I’m tough enough to handle this, right?

I’ve got a few days to convince myself that I am…because in a few days, I’ll start getting feedback.



I feel like I’ve been staring at this word document for light years. That word, epilogue, it’s haunting me. Taunting me. The proverbial carrot dangling in front of me. That damn gold ring on the carousel.

I want to reach out and grab it. I keep feeling my fingers brush up against it, just shy of clenching it. Each rotation of this carousel I get closer and closer.

But damn it, I want that gold ring.  

Sure, I know I don’t technically need an epilogue. But I feel like it makes sense to have one for these characters, this story.

This epilogue is the only thing standing in my way to typing those two final words that I’ve been craving for months now.

So help me…I will get there this weekend.

The final sprint.

I’ve been known to run a marathon back in my day. And an ultramarathon. And hell, even an Ironman triathlon (yes, the full 140.6 mile race). Yeah, I am fully aware that I am a special breed of crazy. I don’t like to half ass anything; if I’m going to do something, I go balls out and just go big. 

Which is probably why I outgrew the notion of short stories early on in my life. 

Writing this novel has been a lot like those endurance races. 

You start off strong. Excited. Keeping a steady pace of one foot in front of the other. And before you know it, you’re at the halfway point. Sitting on thirty to forty thousand words, thinking huh, that was surprisingly easy.

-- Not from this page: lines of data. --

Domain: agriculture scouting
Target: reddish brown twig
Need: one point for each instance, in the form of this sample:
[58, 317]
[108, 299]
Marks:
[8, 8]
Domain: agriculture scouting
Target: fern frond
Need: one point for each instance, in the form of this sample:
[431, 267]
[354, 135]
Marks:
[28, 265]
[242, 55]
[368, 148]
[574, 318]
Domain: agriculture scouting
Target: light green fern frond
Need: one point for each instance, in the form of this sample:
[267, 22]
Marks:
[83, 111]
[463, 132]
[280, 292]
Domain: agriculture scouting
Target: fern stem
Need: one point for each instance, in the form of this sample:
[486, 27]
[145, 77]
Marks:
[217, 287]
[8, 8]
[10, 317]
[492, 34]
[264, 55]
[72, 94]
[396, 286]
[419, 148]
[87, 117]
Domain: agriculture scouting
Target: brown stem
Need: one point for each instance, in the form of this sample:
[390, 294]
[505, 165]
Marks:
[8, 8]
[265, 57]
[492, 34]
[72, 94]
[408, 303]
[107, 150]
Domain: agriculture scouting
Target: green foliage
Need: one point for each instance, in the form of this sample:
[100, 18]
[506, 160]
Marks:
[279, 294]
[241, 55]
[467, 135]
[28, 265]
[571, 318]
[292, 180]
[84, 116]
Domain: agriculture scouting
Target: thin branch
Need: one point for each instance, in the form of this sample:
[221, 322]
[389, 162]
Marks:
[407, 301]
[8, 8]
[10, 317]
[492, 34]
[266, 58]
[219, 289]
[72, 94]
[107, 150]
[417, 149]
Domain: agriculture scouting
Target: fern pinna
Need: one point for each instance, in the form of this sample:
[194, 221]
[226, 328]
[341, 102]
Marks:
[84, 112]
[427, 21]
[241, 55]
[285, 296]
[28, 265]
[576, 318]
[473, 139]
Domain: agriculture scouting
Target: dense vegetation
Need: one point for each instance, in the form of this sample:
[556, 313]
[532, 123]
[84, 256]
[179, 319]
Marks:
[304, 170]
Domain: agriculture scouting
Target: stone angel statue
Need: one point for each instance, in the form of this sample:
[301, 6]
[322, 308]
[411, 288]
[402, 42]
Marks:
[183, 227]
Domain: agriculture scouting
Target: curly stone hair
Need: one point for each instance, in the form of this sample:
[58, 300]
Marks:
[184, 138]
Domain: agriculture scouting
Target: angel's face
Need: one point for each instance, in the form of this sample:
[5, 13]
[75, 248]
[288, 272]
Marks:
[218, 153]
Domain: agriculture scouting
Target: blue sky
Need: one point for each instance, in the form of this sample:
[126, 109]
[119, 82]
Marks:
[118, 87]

When really, it was anything but. 

Then somewhere between mile 13 and mile 18…things slowly begin to unravel. Your feet hurt. You’re hungry. And an annoying little blister develops on your pinky toe and just won’t stop screaming at you. Every step you take turns into a fight. Each step may a well be a mile. Like each word feels like it’s own chapter. And each chapter takes a million light years to write. 

It’s painful, but you just keep pushing and make yourself move forward knowing that each painful step, each sentence you write and then rewrite twenty more times takes you one step closer to your ultimate goal: the finish line. 

And as long as you stay moving in the right direction, you can get your way through it. You know that you just have to put one foot in front of the other. Write one word, then the next and then the one after that. And with enough persistence (or perhaps it’s stubbornness in my case?) you will one day see the finish line.

That, my friends, is where I’m at right now.

I am at mile 26 of this marathon. The glorious finish chute of an Ironman. I see the blinding lights, the blaring music, and the crowd cheering me on, pulsing me forward to the finish.

And truthfully, it’s bittersweet. 

The highs and lows have been nothing but fun and emotional and quite the ride for me as a writer. I am thankful to be at the end of Ivy’s story. My girl needs and deserves her closure (in spite of some of the shitty people in her life).

But I feel like she has so much more to say. Perhaps there’s more in store for her on another day. Another page. Another novel.

This weekend was nothing but productive for me. My parents kindly took the kids all day yesterday, my husband escaped to the yard to get some outdoor work done, and I hid in my cave on that beautiful Memorial Day Monday. I finessed and noodled the language until I couldn’t see straight. I cleaned things up. I wrote and rewrote parts I didn’t love. I put the finishing touches on all twenty three chapters of my baby. And now all I have left to write is the epilogue. 

How do you say goodbye to characters you’ve grown to love? Maybe I don’t? Technically, once it’s down on paper their story lives forever. So perhaps it’s not a goodbye at all. But rather a “see you soon, Cubby Bear.”

So for now, rather than focus on closure (mine and my characters), I’m just going to enjoy the finish line.